Lorsque Williams comprend qu’il ne lui reste plus beaucoup de temps, quelque chose semble se passer en lui. Son comportement n’est plus le même : il n’arrive plus à l’heure au travail et n’y vient même souvent plus du tout. Il profite de la vie, enchaînant les restaurants, cinémas et autres balades où bon lui semble. Une attitude qui inquiète sa famille et ses collègues, qui ne sont au courant de rien. Cela coïncide également avec le moment où un lien fort se crée avec Margaret.

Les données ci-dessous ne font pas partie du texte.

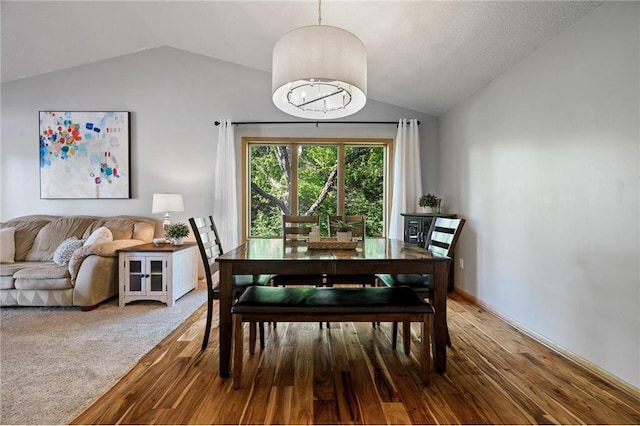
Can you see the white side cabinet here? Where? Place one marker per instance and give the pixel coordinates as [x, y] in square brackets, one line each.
[163, 273]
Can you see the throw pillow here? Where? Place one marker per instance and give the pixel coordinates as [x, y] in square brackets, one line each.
[100, 235]
[65, 250]
[7, 245]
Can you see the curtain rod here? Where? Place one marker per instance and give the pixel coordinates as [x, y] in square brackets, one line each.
[238, 123]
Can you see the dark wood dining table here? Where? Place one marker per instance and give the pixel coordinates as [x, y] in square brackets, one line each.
[371, 256]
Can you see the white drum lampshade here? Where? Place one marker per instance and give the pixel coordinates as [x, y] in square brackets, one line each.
[319, 73]
[167, 203]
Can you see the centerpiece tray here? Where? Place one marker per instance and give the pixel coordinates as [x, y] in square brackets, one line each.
[331, 243]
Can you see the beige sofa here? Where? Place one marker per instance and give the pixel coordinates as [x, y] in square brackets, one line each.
[91, 275]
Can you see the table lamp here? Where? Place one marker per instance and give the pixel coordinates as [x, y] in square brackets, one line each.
[167, 203]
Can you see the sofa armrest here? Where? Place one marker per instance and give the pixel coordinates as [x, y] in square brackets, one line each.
[107, 249]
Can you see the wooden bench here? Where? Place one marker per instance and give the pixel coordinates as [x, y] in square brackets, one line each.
[312, 304]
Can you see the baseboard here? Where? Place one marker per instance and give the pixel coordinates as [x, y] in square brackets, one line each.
[576, 359]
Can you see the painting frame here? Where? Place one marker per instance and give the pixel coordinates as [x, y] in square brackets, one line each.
[84, 154]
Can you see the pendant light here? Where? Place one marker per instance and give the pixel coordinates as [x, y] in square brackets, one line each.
[319, 72]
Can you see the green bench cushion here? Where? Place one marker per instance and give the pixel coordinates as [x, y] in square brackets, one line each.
[314, 300]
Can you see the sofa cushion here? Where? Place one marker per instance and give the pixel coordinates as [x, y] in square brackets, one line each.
[27, 228]
[65, 250]
[125, 227]
[7, 270]
[7, 245]
[100, 235]
[45, 276]
[55, 232]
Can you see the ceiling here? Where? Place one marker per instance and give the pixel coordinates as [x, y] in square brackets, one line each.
[423, 55]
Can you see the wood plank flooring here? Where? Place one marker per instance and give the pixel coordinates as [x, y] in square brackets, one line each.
[348, 374]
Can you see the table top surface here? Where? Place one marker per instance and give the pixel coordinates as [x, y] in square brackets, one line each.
[371, 249]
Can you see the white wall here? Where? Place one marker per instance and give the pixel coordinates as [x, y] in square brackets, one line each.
[174, 98]
[544, 164]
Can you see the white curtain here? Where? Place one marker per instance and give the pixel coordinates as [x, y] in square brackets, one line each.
[407, 176]
[225, 197]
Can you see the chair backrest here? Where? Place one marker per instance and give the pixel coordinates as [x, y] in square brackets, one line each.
[295, 227]
[443, 235]
[208, 241]
[358, 230]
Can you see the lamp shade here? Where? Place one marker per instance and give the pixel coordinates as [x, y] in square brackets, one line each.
[319, 72]
[163, 203]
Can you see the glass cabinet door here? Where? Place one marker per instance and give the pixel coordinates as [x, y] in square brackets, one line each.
[156, 275]
[135, 274]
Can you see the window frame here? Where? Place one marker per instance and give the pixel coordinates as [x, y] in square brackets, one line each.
[294, 142]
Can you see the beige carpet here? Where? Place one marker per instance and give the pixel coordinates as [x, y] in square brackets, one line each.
[54, 362]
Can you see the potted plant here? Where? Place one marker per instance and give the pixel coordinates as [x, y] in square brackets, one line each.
[343, 229]
[429, 203]
[177, 233]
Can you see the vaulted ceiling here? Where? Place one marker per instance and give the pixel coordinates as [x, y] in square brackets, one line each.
[423, 55]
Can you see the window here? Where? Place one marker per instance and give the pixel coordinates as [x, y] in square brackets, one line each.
[314, 177]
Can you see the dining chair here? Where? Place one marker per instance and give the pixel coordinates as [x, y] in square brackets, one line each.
[358, 232]
[442, 237]
[297, 228]
[208, 239]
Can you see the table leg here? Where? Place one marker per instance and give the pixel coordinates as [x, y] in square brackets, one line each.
[226, 334]
[439, 326]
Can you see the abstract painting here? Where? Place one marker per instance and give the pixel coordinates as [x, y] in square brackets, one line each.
[84, 154]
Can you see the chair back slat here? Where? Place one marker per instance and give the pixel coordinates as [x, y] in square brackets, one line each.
[359, 221]
[295, 226]
[443, 235]
[208, 240]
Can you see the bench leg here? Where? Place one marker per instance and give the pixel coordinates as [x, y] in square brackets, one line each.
[426, 350]
[252, 338]
[394, 335]
[406, 337]
[261, 326]
[237, 351]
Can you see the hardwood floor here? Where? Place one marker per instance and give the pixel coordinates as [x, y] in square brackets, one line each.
[348, 374]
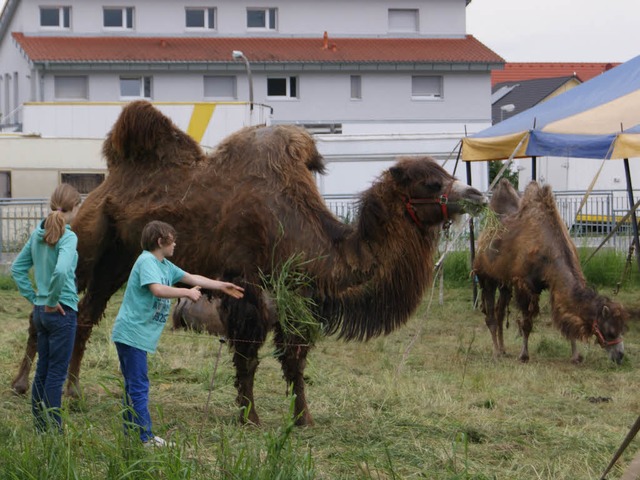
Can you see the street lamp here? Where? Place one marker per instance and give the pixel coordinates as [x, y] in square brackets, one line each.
[238, 55]
[509, 107]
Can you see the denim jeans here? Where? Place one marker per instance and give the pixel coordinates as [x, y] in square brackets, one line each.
[56, 335]
[133, 365]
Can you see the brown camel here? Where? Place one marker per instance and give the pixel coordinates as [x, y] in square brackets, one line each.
[247, 208]
[531, 251]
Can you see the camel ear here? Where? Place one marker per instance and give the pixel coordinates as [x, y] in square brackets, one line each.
[399, 175]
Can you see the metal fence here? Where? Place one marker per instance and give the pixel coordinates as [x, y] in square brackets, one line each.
[588, 226]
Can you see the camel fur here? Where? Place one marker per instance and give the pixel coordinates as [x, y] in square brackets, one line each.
[245, 209]
[531, 251]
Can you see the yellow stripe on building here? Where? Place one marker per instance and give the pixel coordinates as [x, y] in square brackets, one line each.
[200, 118]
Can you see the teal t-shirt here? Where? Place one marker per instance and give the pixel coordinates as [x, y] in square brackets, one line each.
[142, 316]
[54, 269]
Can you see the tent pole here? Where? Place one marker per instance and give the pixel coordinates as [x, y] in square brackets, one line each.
[472, 242]
[634, 220]
[534, 172]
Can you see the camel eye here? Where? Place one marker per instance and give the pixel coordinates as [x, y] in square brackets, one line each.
[433, 187]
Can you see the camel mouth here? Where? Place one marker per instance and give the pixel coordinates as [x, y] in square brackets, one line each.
[616, 353]
[475, 205]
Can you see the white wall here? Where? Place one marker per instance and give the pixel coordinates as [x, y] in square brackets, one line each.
[295, 17]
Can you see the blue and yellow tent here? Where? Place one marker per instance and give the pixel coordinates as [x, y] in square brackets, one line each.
[597, 119]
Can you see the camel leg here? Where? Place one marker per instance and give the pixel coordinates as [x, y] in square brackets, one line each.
[504, 298]
[292, 354]
[576, 357]
[245, 359]
[92, 306]
[20, 383]
[528, 304]
[488, 306]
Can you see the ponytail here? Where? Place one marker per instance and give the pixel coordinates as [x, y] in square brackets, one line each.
[64, 199]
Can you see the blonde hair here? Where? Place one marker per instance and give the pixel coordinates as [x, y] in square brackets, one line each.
[63, 199]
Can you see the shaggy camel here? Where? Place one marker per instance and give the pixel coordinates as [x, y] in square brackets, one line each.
[529, 252]
[247, 208]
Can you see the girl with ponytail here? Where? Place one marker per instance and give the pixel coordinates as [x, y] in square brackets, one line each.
[51, 252]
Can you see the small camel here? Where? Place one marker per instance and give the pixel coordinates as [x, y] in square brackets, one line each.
[531, 251]
[243, 211]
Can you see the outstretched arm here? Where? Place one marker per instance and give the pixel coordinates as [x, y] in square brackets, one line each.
[164, 291]
[230, 289]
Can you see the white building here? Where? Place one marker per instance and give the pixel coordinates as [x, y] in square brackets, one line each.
[373, 79]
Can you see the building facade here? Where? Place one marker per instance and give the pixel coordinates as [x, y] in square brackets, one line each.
[363, 75]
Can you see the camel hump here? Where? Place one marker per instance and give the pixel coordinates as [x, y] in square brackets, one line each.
[143, 135]
[505, 200]
[277, 148]
[538, 195]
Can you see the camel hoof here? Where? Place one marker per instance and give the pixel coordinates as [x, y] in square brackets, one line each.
[73, 392]
[19, 388]
[577, 360]
[304, 420]
[250, 418]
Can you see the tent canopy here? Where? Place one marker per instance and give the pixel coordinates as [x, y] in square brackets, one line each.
[597, 119]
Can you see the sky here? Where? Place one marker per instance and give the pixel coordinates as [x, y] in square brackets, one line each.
[570, 31]
[555, 30]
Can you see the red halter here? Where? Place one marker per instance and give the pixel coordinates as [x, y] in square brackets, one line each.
[601, 340]
[442, 200]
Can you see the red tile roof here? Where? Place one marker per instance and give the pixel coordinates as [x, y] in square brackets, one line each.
[514, 72]
[218, 49]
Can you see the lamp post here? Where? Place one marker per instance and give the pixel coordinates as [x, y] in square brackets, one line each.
[238, 55]
[509, 107]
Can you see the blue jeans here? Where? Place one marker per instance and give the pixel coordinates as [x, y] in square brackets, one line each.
[133, 365]
[56, 335]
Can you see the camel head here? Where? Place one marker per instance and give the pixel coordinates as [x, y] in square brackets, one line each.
[608, 327]
[430, 194]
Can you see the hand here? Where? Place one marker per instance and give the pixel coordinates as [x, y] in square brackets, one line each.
[194, 294]
[232, 289]
[58, 308]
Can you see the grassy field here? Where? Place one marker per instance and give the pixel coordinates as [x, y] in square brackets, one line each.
[427, 401]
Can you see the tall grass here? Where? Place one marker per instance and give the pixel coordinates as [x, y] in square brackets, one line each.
[451, 413]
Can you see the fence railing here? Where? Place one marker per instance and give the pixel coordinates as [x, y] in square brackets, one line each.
[587, 226]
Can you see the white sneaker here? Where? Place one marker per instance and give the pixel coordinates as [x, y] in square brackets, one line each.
[158, 442]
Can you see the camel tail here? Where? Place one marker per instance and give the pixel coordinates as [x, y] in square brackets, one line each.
[144, 136]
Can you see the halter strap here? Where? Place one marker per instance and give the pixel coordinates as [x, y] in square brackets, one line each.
[442, 200]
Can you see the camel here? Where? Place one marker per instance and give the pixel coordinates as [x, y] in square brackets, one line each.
[531, 251]
[243, 210]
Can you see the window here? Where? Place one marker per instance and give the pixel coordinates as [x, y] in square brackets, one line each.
[5, 184]
[135, 87]
[356, 87]
[282, 87]
[118, 17]
[426, 87]
[83, 182]
[200, 18]
[262, 18]
[401, 20]
[220, 86]
[70, 87]
[55, 17]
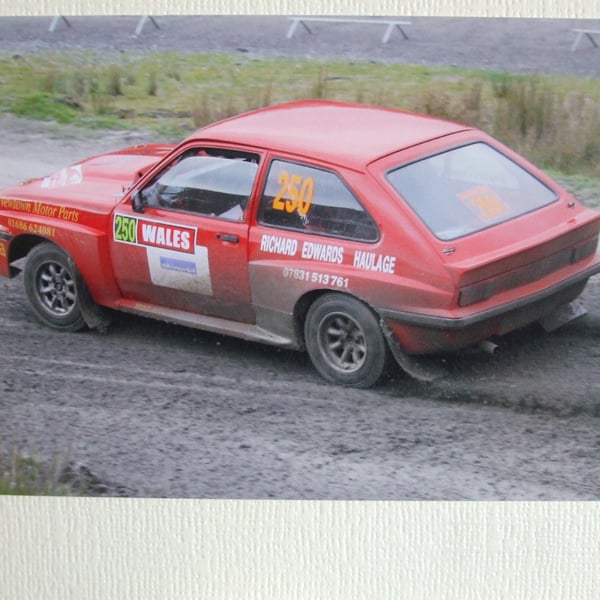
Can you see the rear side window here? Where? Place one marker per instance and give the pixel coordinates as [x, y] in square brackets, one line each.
[468, 189]
[304, 198]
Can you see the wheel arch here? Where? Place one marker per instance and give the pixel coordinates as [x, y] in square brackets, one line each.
[308, 298]
[20, 247]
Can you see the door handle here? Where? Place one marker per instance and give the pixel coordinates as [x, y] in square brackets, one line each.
[228, 237]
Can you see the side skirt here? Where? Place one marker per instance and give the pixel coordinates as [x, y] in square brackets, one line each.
[244, 331]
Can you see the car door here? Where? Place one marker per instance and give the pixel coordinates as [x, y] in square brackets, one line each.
[181, 241]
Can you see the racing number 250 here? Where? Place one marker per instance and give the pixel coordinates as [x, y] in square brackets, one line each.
[297, 191]
[125, 229]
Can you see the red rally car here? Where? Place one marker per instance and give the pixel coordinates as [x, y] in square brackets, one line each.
[350, 231]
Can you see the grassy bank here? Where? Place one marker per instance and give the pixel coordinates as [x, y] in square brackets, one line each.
[554, 121]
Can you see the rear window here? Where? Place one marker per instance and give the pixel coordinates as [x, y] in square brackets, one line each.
[468, 189]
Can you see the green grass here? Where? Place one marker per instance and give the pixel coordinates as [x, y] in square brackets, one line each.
[554, 121]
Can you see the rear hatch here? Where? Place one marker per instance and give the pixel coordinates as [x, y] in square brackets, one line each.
[503, 229]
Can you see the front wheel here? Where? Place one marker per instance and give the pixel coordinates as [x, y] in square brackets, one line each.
[344, 341]
[51, 287]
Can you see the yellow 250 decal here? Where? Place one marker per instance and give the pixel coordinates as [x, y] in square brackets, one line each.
[297, 191]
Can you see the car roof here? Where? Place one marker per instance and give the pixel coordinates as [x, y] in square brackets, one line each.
[351, 135]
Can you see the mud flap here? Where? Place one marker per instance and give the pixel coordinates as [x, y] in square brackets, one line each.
[565, 314]
[93, 315]
[421, 368]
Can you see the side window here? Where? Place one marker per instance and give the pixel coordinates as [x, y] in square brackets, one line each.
[314, 201]
[211, 182]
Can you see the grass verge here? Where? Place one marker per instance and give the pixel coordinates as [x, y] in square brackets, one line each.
[554, 121]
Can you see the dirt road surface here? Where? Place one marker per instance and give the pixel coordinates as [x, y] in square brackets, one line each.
[157, 410]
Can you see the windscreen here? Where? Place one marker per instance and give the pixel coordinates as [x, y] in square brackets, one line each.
[468, 189]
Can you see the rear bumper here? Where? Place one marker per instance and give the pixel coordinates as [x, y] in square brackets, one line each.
[422, 333]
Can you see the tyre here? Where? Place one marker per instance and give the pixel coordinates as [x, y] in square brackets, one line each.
[344, 341]
[51, 286]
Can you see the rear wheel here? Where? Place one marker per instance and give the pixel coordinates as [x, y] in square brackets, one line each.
[344, 341]
[51, 287]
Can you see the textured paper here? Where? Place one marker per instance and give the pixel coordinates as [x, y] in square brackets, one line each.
[62, 548]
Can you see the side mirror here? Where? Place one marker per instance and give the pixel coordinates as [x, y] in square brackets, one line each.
[137, 201]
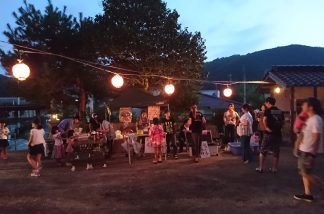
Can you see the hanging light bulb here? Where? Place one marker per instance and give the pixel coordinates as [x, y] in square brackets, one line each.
[228, 92]
[169, 89]
[277, 90]
[117, 81]
[20, 71]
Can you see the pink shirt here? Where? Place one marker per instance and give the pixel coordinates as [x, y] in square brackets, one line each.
[301, 120]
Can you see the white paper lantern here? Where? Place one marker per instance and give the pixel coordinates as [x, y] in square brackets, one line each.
[169, 89]
[117, 81]
[277, 90]
[228, 92]
[20, 71]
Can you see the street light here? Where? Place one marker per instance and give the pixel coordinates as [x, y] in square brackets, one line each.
[117, 81]
[20, 71]
[169, 89]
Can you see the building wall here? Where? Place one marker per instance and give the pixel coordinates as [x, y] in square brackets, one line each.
[283, 99]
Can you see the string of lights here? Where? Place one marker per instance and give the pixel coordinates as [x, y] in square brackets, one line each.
[21, 71]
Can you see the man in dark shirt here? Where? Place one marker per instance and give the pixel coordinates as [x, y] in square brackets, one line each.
[198, 121]
[273, 121]
[94, 122]
[169, 128]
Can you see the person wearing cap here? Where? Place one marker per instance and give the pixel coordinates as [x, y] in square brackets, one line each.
[169, 128]
[196, 127]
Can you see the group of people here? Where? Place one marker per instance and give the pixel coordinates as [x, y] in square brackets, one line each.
[165, 130]
[308, 128]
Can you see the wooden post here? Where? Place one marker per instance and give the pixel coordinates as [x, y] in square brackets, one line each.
[292, 111]
[315, 91]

Coup de cœur amical ou amoureux, le doute demeure. Quoiqu’il en soit, ce vent de jeunesse et de fraîcheur qui arrive dans sa vie lui fait le plus grand bien. Contrairement aux autres, Margaret ne le juge pas, l’écoute, et partage ces moments avec lui, profitant de l’instant présent. Sans pour autant le laisser faire n’importe quoi. Ainsi, l’esprit du film n’est pas sans nous rappeler le Conte de Noël de Dickens, où le vieux Scrooge déteste tout ce qui entoure Noël, jusqu’au jours où un fantôme vient le visiter et change sa vision du monde…
Que restera-t-il de moi quand je ne serai plus là ?
Telle est la question que pourrait se poser Williams. La dernière partie du film, qui fait d’ailleurs sans doute l’originalité de celui-ci, nous éclaire sur ce point. Car tout ne s’arrête pas à la mort de Williams, comme on aurait pu le penser, tant toute l’histoire est centrée autour de lui. Lorsque notre héros décède, dans le froid, sur sa balançoire, dans un moment où il atteint sans doute le climax de son bonheur, la focale change complètement. Les points de vue de son entourage nous sont alors présentés, que ce soit celui de ses collègues, de son fils ou de Margaret. On y voit tout le changement de perception et l’évolution de Williams. On apprend comment il s’est battu pour la construction d’une place de jeu. Lui qui était très conservateur a compris, grâce à sa maladie, que l’avenir de l’Angleterre ne résidait pas parmi les anciens, mais dans la jeunesse. La reconstruction après la Guerre passe inévitablement par-là. Et on ne peut s’empêcher de penser que l’influence de Margaret est passée par-là, bien que rien ne soit dit ouvertement. Ce qui fait d’ailleurs toute la subtilité et la douceur de Vivre. Cet homme un peu aigri, totalement intransigeant, qui nous était présenté au début du film, a laissé sa place à une personne très humaine, tournée vers les autres, et qui s’est illuminée en commençant, tout simplement, à vivre.
On pense alors à la chanson de Joe Dassin, Ça va pas changer le monde. Bien sûr, les actions de Williams ne révolutionneront pas le système. Mais quand on voit l’impact qu’elles ont sur son entourage, sur son quartier, on se dit que c’est peut-être là, la plus belle trace qu’il a laissée. Finalement, l’histoire ne se termine pas si mal, malgré la mort de cet être qu’on a appris à aimer. Vivre, un film au titre simple, mais qui résume parfaitement son propos. Une bien jolie découverte.
Fabien Imhof
Référence :
Vivre, réalisé par Oliver Hermanus, d’après l’œuvre d’Akira Kurisawa, Grande-Bretagne, 2022.